阿明咬着牙,不断地换挡踩油门,强烈的推背感瞬间传来。

    我抓着副驾驶上方的把手,一脸慌张:

    “明哥,你这是得罪谁了?”

    “不是我,是虎哥,和徐二麻子手下的赵斌,前几天有了过节!”

    阿明快速转动方向盘,好在早上车不多,道路也不算太滑。

    一台桑塔纳和一台面包车,就这么在大马路上,上演速度与激情。

    阿明看了眼后视镜,见后车紧紧跟随,开口怒骂道:

    “妈的,和狗皮膏药似的!”

    “小天,你座椅下面有家伙,给他放几响!”

    我听完伸手向座椅下一摸,摸到个铁疙瘩后,拿出来一看顿时懵了。

    手里是一把锯掉半截枪管,改装后的喷子,也就是霰弹枪!

    阿明见我发愣,边控制方向盘边骂道:

    “看鸡毛呢!赶紧摇下车窗,轰两枪,要是被他们逼停,我们就完了!”

    我被阿明的喊话骂醒,手中这火器我小时候在农村跟着姑父打鸟的时候,也开过几枪,虽然精准度不高,但吓唬人足够了。

    求生的本能,让我将所有顾忌都抛在脑后,摇下车窗,伸出去半个身子,对着面包车,胡乱的扣下扳机,邦邦打了两枪。

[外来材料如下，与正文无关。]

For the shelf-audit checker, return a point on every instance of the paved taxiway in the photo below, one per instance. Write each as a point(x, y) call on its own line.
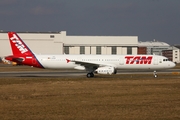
point(75, 73)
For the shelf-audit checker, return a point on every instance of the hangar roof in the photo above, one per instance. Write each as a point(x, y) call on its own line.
point(153, 43)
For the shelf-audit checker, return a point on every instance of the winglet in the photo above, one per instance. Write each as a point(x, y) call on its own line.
point(17, 45)
point(68, 60)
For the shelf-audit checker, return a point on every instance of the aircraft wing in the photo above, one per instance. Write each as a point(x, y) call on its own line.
point(90, 66)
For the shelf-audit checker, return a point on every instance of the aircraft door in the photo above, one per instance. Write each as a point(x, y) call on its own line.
point(155, 61)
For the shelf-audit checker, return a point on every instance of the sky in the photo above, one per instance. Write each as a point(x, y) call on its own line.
point(147, 19)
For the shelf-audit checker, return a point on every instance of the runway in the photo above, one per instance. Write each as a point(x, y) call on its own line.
point(74, 73)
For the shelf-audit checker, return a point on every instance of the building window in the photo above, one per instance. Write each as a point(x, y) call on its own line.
point(82, 49)
point(51, 36)
point(129, 50)
point(113, 50)
point(98, 49)
point(66, 49)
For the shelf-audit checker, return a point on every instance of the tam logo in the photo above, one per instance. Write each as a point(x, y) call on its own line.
point(18, 44)
point(138, 59)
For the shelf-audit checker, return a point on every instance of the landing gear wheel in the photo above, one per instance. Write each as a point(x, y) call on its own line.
point(90, 75)
point(155, 74)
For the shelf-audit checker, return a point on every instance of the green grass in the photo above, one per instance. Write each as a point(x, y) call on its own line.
point(99, 98)
point(118, 97)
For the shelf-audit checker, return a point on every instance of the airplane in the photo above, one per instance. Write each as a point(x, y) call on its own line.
point(100, 64)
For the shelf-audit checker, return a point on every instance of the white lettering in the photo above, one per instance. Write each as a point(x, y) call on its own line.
point(18, 44)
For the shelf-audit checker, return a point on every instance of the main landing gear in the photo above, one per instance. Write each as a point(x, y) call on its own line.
point(90, 75)
point(155, 74)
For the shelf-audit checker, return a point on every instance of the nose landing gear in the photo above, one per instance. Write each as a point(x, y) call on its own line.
point(90, 75)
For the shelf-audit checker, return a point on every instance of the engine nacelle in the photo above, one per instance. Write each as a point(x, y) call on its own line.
point(106, 70)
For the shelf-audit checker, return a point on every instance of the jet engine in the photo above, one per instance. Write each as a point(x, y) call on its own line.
point(106, 70)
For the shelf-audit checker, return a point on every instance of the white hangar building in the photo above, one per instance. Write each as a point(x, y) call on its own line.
point(60, 43)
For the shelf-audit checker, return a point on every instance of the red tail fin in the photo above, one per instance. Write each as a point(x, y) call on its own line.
point(18, 46)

    果然面包车突然一晃改变方向,而阿明趁着这个空档,将车开出了市区,来到一处未拆迁的平房村落附近。

    阿明停车后,我手里的枪管尚有余温,而且惊魂未定。

    这时候我才后知后觉,在市区开枪,若是有人报案,我这不又得进去么?

    阿明似乎看出了我的担心:

    “别害怕小天,他们不会报案的,衙口那边,虎哥的大哥也打点过!”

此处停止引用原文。